Nada mais foi é será igual, tudo muda: o modo como vejo o mundo e a minha percepção do modo como o mundo me vê a mim, começam-me a cair os dentes. No entanto, a minha técnica de engate consiste após a ruptura em descrever, como se um morto seja, a vida, o passado num misto de sorrisos velados e umas citações e um endeusamento cada vez maior, sempre para que a presa seguinte se sinta levada aos píncaros e condescenda comigo, me deixe roer-lhe a rata, lembro-me de duas ratas que não roo mas que recebem epitáfios tentando que elas percebam que há uma sequência cronológica infalível que me leva a ti, próxima presa tomada de espianto: tu és o meu apogeu, a combinação de nomes de todas elas, as datas, quando acontece o primeiro beijo e quando nasce, vês como tudo faz sentido?, não pode ser só uma coincidência, há um plano cósmico sabes?, tudo leva a que tu krida khalo icata ellen marguerite te queiras minha e me queiras teu, eu por ti deixava de fumar…
Talvez.
Então porque chumbas no teste do comprimido?

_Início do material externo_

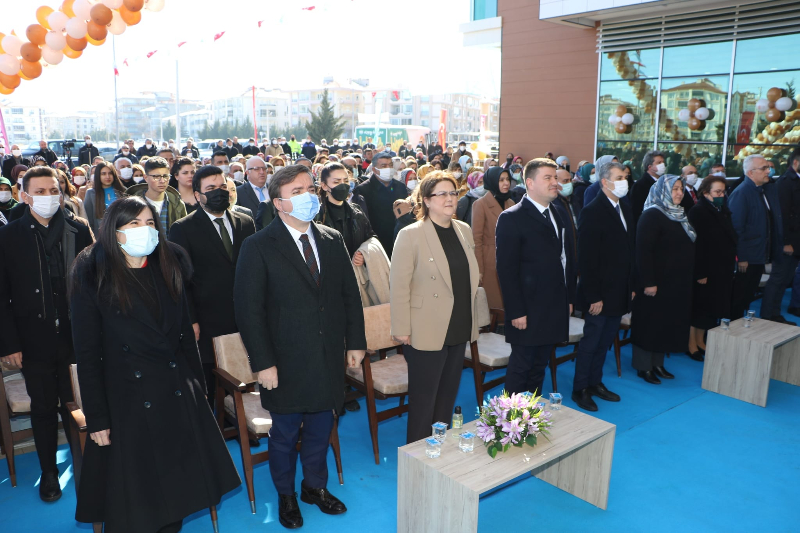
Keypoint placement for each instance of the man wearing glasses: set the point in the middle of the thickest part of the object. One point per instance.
(159, 194)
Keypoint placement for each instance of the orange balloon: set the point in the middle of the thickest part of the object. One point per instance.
(96, 31)
(133, 5)
(70, 53)
(12, 82)
(30, 69)
(131, 18)
(42, 13)
(100, 14)
(36, 34)
(77, 44)
(66, 8)
(30, 52)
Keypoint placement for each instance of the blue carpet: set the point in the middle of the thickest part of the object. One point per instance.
(684, 460)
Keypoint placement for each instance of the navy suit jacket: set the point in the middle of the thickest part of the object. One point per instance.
(531, 275)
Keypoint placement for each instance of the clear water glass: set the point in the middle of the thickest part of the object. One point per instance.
(439, 431)
(466, 442)
(433, 448)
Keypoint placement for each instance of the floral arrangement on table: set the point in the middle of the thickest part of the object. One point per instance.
(514, 419)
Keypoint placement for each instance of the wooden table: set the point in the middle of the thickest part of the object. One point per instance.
(441, 495)
(741, 361)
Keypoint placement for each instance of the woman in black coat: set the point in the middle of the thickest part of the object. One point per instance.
(715, 261)
(155, 454)
(665, 263)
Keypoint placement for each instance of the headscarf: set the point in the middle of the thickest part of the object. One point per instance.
(660, 197)
(586, 171)
(491, 182)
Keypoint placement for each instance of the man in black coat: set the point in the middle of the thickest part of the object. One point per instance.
(531, 247)
(653, 166)
(605, 258)
(212, 236)
(298, 308)
(380, 190)
(36, 252)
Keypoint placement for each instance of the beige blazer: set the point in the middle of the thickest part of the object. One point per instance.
(421, 292)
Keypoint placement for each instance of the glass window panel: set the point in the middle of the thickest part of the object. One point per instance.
(639, 98)
(697, 59)
(675, 96)
(747, 125)
(631, 65)
(626, 151)
(768, 53)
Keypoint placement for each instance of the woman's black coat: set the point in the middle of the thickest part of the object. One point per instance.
(143, 380)
(664, 259)
(715, 259)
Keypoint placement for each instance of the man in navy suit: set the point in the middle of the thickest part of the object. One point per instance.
(605, 259)
(531, 247)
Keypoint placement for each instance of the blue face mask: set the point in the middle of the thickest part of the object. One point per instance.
(140, 241)
(304, 206)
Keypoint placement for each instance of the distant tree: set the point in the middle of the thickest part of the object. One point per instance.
(324, 123)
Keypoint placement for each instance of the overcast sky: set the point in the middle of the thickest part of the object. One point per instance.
(413, 44)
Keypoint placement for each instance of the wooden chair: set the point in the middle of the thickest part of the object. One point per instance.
(575, 336)
(490, 351)
(14, 401)
(383, 379)
(241, 407)
(624, 340)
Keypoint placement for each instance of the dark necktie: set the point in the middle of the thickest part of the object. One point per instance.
(311, 261)
(550, 222)
(225, 236)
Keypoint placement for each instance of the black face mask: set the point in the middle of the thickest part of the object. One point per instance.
(218, 200)
(341, 192)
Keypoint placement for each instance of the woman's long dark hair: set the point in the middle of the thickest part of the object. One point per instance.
(106, 260)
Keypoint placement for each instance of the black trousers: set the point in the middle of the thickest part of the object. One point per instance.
(598, 334)
(48, 383)
(433, 379)
(745, 285)
(526, 367)
(282, 446)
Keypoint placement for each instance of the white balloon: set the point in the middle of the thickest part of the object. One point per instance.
(154, 5)
(53, 57)
(55, 40)
(57, 20)
(9, 65)
(11, 44)
(784, 104)
(81, 9)
(117, 25)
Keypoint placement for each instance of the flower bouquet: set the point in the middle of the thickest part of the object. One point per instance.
(512, 419)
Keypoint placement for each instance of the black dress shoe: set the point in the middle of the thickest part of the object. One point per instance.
(49, 489)
(289, 511)
(603, 393)
(661, 372)
(648, 376)
(584, 400)
(327, 502)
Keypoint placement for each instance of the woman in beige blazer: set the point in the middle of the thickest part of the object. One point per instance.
(485, 211)
(433, 287)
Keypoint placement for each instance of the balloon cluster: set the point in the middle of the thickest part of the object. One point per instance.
(65, 32)
(695, 114)
(775, 104)
(621, 119)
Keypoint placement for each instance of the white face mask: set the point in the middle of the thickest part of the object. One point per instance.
(46, 206)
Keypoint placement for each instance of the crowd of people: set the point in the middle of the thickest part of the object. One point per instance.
(132, 267)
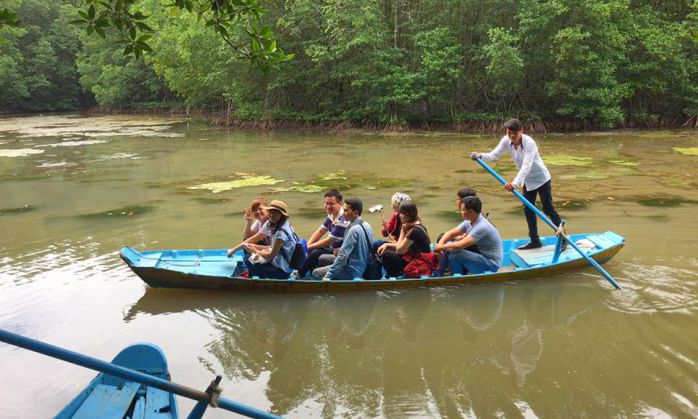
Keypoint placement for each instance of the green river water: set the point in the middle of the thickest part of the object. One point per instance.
(74, 190)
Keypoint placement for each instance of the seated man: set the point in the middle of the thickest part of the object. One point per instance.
(443, 256)
(478, 230)
(334, 226)
(353, 256)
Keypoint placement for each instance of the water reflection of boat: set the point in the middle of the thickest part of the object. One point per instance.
(213, 270)
(379, 353)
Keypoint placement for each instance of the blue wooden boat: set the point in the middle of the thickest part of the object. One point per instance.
(108, 396)
(212, 269)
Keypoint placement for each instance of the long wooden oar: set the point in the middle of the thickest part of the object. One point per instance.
(547, 220)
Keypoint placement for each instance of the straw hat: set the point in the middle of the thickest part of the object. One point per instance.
(278, 206)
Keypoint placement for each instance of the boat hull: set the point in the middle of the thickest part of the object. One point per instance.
(210, 270)
(114, 397)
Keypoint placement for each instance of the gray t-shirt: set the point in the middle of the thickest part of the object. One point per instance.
(486, 236)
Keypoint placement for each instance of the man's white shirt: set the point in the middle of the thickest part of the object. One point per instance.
(532, 170)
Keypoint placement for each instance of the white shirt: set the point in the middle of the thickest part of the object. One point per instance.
(532, 170)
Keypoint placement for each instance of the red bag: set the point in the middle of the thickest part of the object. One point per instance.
(420, 264)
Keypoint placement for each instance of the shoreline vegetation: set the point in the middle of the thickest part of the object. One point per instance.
(494, 125)
(388, 65)
(219, 118)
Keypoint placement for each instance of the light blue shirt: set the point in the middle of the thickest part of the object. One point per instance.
(355, 251)
(486, 237)
(532, 171)
(285, 234)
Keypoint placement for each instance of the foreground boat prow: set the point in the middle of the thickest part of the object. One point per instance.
(113, 397)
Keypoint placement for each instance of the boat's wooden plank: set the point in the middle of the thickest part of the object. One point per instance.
(518, 260)
(157, 404)
(601, 241)
(139, 409)
(542, 255)
(107, 401)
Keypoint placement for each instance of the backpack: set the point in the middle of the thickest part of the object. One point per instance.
(374, 268)
(300, 251)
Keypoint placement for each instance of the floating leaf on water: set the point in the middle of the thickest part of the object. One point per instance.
(18, 210)
(657, 217)
(690, 151)
(310, 212)
(208, 201)
(128, 211)
(302, 189)
(586, 176)
(624, 163)
(19, 152)
(568, 161)
(74, 143)
(664, 201)
(247, 180)
(339, 175)
(450, 215)
(571, 204)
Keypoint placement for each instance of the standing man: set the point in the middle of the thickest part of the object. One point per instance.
(353, 256)
(533, 176)
(334, 226)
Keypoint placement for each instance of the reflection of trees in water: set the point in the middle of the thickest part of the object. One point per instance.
(443, 351)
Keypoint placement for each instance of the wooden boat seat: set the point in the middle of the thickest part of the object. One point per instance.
(108, 401)
(542, 255)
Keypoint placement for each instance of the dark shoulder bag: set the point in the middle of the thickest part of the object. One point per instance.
(374, 269)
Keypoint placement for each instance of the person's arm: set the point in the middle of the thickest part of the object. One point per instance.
(317, 235)
(268, 252)
(342, 257)
(461, 243)
(249, 220)
(496, 153)
(453, 236)
(258, 236)
(394, 245)
(450, 235)
(530, 153)
(403, 242)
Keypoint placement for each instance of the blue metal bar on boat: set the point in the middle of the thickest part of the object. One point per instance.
(128, 374)
(547, 220)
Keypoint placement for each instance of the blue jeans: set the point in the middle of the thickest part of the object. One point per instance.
(265, 270)
(474, 263)
(545, 191)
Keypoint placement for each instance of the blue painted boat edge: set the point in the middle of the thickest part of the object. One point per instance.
(157, 277)
(143, 357)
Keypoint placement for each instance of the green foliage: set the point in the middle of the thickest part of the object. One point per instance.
(37, 58)
(593, 63)
(131, 28)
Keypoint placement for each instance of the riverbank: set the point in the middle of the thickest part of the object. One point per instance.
(487, 124)
(484, 125)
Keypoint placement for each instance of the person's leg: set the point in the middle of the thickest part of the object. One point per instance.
(531, 216)
(267, 270)
(342, 275)
(312, 261)
(474, 263)
(393, 263)
(546, 198)
(326, 260)
(319, 273)
(376, 244)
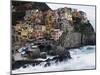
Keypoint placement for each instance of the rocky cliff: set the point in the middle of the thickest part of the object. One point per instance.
(80, 34)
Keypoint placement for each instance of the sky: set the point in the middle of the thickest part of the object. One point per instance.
(90, 10)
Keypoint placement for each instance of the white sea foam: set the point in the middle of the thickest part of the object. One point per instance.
(82, 58)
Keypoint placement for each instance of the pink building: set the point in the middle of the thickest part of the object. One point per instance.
(56, 33)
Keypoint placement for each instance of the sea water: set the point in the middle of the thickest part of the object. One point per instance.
(82, 58)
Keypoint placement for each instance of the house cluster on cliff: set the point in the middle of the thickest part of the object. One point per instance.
(33, 21)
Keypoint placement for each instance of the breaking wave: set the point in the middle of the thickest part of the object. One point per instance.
(82, 58)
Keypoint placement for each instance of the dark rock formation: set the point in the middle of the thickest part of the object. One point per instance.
(82, 34)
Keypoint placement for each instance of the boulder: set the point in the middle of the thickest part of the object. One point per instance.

É surreal sem dúvida, entre um comprimido sem nome e uma injecção escolho pôr-me a pensar que galás afinal canta português [ah!, ouvir galás cantar em português, galás é uma psiquiatra de serviço no hotel dos condes, tem cabelo vermelho púrpura e calças justas e é alta como um abismo e dia munda agradece meu tabaco em espanhol], escolho pôr-me discutir a pronúncia da médica espanhola que faz a triagem psiquiátrica de manchester: agora a polícia contrata freelancers?, obrigada por su tabaco.
Eles respondem assim que terei de levar um shot no cu.
Eu, lembrando-me das famosas tatuagens no cu entro na personagem que vou desvelando, faço um grande chiqueiro teatral e, entre coacções várias e risos colossais, ponho-me a dizer que não quero, que não sei qual a finalidade deste comprimido e que não o tomo. Então, entre coacções várias e risos colossais, arreio as calças já com algum desprendimento para seguranças de várias qualidades e batas de várias cores não me darem afinal a pica, simulam apenas a injecção, não acho que tenha passado o teste do comprimido.
Existe ainda o teste da banheira do qual chumbo a primeira vez: põem-me a dormir mais uma noite na solitária, obtenho mais tarde uma vitória e a bata-mor que assistiu à esta torturazinha é [quiçá ilusão ambicionada] transferida, eis o início da mobilidade, eu vejo o olhar dele zangado ao entregar o cartão de sócio. Da segunda vez perante este teste com audiência constituída de batas brancas requisito um banho privado de chuveiro e admitem-me na sala de fumo: é aqui que troco ossos em timbuktu, assim parece, pela primeira vez com zaine. Techno desta vez creio que não seja, não me lembro dele ele lembra-se de mim, fica o osso para referência futura.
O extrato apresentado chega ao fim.